“Dress us up as romantic soldiers of fortune, with a heroic lineage from the nobility of the Middle Ages, or post-f@!k!ng-modern, euphemised PMCs, but it wouldn’t alter the facts: we worked for large sums of money to possibly be killed and, if necessary, kill others. Enough said.”
Says Low at one point when describing what he does, so he is refreshingly frank. He is also not shy in criticising the allies presence in Iraq, describing them as a hot knife in soft butter. Low gives us a fragmented but intense window into what it’s like, operating in these war zones, as a mercenary. He reveals the comradeship, bureaucracy, greed, danger and stupidity that are all part of daily life and he also gives us a slight idea of what it’s like in the foreign legion. Some of the stories he tells of other people in other war zones are equally disturbing yet compelling, like the horror story of Belgian peacekeeper’s looking after a female Burundi politician in Rwanda, or the Aussie guy who everyone had believed to be asleep on the plane home but as they tried to wake him they discovered that he had been killed by bullets that had been fired from insurgents as they had taken off in Baghdad but no one had noticed.

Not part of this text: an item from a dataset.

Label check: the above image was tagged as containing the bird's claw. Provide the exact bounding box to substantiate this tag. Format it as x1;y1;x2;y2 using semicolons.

Without doubt he has experienced more than his fair share of action and adventure through his work and has many a fascinating tale to tell as a result. Don’t get me wrong much of the dialogue is straight out of an 80s action movie and it is teeming with clichés, this a world where people “run hell for leather” and have “a whale of a time” and the attempts at humour are well, just not funny at all, but at the end of the day this makes for really exciting and captivating reading and he does get involved in some really intense near death situations.